Run this recovery process periodically, perhaps every minute. It catches jobs abandoned by crashed workers and returns them to the queue for another attempt. The retry counter ensures jobs do not retry forever even if workers keep crashing.
- Redis
- Python
- TypeScript
- Go
# Find jobs processing for more than 5 minutes (300 seconds)

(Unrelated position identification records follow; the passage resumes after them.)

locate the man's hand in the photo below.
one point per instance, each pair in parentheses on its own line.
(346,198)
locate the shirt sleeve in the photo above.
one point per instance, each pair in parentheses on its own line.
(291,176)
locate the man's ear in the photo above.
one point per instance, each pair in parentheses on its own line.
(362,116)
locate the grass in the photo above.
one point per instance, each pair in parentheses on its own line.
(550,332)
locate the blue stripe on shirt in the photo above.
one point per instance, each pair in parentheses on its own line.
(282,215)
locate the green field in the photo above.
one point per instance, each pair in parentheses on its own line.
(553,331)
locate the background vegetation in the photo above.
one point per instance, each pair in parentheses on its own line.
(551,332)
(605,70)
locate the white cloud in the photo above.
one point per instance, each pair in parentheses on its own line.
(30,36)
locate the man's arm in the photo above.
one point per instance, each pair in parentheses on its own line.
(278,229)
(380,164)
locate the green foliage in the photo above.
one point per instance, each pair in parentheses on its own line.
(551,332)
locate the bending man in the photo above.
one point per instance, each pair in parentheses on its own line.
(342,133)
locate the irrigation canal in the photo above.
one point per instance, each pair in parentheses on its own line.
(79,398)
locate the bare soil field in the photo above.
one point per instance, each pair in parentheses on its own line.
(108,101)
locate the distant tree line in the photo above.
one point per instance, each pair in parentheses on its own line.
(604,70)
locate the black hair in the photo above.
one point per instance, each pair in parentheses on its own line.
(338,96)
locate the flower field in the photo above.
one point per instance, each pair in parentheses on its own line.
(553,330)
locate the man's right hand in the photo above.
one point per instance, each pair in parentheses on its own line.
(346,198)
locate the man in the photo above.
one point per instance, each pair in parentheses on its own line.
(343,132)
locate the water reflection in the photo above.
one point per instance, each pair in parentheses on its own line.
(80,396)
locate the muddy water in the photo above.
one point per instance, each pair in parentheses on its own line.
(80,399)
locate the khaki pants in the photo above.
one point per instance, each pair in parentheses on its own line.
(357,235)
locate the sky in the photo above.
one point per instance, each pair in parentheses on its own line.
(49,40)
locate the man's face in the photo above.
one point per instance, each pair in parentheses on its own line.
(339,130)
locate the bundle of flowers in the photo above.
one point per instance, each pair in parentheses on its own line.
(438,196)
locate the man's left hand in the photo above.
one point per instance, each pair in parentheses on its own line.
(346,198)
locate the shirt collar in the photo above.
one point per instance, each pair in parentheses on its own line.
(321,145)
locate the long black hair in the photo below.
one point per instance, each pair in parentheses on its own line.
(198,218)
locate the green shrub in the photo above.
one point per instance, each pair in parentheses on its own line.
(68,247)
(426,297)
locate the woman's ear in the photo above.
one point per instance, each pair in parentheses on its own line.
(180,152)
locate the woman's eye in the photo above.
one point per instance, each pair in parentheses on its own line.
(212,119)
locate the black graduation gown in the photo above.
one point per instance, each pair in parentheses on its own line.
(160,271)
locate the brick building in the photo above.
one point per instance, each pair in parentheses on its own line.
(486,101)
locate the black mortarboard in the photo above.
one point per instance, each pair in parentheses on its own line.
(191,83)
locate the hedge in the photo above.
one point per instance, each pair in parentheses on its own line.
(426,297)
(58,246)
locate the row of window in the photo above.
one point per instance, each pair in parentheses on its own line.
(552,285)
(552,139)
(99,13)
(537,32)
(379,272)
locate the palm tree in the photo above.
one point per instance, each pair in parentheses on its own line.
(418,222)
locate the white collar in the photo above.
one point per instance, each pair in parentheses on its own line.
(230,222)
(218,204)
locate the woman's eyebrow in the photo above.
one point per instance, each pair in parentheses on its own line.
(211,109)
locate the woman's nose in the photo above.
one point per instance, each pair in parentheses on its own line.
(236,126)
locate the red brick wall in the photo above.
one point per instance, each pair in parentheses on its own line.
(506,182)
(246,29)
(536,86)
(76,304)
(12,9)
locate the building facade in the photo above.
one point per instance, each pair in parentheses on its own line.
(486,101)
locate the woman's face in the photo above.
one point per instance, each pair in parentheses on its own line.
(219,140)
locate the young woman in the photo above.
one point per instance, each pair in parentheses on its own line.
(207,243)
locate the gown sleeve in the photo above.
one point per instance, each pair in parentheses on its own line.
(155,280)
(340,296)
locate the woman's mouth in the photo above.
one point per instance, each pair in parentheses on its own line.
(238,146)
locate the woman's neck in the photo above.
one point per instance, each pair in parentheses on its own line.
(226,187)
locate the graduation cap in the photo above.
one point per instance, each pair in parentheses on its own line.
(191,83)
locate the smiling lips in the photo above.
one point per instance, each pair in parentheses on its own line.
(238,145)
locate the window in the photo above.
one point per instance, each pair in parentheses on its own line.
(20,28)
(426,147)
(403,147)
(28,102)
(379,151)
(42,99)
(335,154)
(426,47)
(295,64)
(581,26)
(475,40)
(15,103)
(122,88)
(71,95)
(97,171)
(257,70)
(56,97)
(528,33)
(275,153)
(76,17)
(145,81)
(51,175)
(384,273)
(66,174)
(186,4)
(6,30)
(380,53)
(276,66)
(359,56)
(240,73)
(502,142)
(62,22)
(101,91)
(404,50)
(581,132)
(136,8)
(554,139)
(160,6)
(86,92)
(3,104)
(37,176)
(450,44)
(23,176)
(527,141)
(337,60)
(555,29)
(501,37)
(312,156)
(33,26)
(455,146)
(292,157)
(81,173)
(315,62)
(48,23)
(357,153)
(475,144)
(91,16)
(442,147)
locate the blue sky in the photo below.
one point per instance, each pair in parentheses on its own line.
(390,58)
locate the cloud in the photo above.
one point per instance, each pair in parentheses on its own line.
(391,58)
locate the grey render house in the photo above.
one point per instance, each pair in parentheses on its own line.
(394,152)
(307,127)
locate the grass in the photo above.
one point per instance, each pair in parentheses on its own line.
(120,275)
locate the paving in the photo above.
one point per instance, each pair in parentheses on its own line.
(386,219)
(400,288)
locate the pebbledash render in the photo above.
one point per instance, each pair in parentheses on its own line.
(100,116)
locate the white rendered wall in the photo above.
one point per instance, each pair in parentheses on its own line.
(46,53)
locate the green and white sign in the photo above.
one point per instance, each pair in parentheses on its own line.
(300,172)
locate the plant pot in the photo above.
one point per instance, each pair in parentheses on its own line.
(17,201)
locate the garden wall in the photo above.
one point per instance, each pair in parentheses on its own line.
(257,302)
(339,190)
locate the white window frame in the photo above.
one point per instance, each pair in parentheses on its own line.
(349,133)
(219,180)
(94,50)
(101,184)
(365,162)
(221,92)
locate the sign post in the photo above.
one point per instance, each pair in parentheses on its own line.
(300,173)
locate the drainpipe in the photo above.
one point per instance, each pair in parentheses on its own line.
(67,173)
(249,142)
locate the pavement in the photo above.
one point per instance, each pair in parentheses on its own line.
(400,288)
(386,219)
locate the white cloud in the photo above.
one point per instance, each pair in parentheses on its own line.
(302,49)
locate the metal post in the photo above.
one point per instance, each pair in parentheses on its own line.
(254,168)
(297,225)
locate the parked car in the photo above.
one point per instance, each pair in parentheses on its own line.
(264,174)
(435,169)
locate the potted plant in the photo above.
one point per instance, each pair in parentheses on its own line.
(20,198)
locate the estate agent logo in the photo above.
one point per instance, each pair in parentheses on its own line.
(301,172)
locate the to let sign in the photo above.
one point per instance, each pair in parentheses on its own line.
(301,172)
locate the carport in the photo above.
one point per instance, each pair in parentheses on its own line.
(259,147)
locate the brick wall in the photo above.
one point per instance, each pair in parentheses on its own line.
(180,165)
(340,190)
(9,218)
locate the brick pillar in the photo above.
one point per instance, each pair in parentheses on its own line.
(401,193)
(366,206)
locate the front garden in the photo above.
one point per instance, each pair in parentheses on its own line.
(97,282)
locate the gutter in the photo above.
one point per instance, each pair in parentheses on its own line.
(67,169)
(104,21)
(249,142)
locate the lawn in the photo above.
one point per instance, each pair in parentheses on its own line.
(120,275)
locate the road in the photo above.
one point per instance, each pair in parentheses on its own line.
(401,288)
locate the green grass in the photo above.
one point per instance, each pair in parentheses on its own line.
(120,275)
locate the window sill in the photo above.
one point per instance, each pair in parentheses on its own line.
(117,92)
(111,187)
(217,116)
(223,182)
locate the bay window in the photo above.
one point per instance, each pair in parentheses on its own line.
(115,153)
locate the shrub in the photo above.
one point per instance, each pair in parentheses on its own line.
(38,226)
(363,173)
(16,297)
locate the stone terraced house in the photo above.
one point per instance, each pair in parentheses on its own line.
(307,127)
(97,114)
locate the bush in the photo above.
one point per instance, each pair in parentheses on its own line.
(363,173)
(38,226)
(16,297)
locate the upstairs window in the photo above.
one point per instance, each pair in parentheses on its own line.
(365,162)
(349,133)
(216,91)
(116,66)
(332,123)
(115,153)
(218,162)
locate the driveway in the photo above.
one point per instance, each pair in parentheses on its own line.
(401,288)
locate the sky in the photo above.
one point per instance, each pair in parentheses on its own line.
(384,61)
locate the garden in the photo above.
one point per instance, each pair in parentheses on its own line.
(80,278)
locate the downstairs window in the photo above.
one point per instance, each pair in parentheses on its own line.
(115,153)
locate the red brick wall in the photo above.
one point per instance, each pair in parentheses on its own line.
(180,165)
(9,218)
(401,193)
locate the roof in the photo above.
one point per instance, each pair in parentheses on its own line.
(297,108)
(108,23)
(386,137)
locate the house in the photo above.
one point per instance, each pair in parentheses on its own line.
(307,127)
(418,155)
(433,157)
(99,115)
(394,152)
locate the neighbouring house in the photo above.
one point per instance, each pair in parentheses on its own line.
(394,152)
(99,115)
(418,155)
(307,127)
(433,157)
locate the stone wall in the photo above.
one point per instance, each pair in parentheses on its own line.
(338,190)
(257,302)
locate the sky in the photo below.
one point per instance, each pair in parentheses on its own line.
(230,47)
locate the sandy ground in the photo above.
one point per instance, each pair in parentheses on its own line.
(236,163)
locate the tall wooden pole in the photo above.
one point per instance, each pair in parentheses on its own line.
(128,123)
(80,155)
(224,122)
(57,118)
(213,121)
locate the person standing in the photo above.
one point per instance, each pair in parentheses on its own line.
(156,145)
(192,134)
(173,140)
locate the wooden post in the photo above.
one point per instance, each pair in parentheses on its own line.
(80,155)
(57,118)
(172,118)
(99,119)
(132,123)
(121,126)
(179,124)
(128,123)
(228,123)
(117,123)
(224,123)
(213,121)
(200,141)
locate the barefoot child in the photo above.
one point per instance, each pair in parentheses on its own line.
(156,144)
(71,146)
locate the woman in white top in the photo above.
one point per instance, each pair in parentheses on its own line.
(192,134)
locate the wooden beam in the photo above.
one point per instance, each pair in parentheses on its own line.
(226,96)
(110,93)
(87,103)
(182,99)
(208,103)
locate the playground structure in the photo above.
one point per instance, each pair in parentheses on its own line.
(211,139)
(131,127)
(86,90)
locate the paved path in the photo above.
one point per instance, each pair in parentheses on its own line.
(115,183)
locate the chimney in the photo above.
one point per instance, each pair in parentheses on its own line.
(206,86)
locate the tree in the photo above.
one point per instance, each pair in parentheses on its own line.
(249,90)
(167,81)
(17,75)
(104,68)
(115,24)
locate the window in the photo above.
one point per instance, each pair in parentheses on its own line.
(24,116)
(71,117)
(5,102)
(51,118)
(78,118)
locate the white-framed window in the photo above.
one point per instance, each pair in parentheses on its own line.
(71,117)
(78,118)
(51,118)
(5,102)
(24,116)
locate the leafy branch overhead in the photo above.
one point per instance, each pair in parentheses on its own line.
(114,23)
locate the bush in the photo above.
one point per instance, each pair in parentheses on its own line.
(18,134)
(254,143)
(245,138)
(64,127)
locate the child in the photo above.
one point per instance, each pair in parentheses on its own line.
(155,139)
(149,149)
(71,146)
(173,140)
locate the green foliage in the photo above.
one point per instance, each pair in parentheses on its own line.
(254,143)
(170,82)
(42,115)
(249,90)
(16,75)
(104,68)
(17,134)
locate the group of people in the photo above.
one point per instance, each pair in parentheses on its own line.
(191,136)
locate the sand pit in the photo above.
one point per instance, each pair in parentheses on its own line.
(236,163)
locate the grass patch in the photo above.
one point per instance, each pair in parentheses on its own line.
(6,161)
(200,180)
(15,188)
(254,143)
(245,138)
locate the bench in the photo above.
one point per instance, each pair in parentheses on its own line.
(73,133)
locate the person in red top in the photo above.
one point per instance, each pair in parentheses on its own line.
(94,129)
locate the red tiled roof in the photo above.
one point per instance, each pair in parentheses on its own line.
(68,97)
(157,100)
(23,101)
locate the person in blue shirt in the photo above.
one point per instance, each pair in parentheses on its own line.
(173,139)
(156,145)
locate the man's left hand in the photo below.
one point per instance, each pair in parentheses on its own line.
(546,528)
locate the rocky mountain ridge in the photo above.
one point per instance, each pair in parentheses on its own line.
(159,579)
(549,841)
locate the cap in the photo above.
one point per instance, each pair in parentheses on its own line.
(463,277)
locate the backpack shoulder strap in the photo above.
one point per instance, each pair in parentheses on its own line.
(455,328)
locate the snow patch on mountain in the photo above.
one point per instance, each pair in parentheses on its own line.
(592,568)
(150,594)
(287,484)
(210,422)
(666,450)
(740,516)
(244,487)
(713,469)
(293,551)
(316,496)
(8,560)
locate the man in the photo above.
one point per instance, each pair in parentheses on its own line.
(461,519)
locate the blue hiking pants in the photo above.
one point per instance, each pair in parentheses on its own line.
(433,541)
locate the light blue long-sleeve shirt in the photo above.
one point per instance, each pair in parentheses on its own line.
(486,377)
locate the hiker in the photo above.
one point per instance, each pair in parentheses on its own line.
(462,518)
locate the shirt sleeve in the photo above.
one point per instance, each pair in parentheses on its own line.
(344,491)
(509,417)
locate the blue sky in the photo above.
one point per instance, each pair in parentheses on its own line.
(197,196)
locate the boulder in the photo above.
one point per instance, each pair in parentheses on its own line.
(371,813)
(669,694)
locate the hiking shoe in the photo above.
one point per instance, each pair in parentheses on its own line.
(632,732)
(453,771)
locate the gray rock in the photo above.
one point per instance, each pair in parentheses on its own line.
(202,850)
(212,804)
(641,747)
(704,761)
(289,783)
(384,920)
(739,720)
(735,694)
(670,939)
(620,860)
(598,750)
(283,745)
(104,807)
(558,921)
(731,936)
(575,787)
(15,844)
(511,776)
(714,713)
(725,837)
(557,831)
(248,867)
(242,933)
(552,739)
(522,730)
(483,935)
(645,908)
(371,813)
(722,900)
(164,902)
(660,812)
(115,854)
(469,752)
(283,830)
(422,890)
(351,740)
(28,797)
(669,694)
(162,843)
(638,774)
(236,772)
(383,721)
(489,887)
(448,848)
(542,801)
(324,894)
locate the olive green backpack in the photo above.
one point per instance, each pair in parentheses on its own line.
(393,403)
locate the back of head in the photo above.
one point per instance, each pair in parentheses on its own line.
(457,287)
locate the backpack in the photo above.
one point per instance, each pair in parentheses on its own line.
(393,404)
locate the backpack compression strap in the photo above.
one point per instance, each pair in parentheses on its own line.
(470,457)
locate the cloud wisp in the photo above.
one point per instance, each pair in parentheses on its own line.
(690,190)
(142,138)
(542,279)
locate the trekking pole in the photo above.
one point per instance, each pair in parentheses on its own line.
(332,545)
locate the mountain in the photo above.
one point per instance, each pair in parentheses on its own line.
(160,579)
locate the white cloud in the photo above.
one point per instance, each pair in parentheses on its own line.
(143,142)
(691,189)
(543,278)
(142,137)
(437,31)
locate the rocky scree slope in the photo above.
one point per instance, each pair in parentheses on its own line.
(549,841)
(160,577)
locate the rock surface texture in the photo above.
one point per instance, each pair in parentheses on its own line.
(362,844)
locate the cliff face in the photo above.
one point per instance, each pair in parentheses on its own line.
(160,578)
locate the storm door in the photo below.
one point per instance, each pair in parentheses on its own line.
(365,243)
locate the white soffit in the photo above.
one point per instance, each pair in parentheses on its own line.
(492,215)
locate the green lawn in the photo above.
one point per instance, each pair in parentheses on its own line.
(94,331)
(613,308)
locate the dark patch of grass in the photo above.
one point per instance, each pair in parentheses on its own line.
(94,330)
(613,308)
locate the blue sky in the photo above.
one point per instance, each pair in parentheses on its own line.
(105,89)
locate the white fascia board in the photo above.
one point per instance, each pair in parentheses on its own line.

# Current time is 1699900360, so cutoff is 1699900060
ZRANGEBYSCORE jobs:processing:times -inf 1699900060
> ["job_123", "job_456"]
# For each stuck job, find it in the processing list and requeue
# This requires knowing the full job data, so store job_id -> job_data mapping
# or scan the processing list
PROCESSING_TIMEOUT = 300 # 5 minutes
def recover_stuck_jobs(client):
"""Find and requeue jobs stuck in processing."""
cutoff = time.time() - PROCESSING_TIMEOUT
# Find jobs that have been processing too long
stuck_job_ids = client.zrangebyscore('jobs:processing:times', '-inf', cutoff)
for job_id in stuck_job_ids:
# Find the job in the processing list
processing_jobs = client.lrange('jobs:processing', 0, -1)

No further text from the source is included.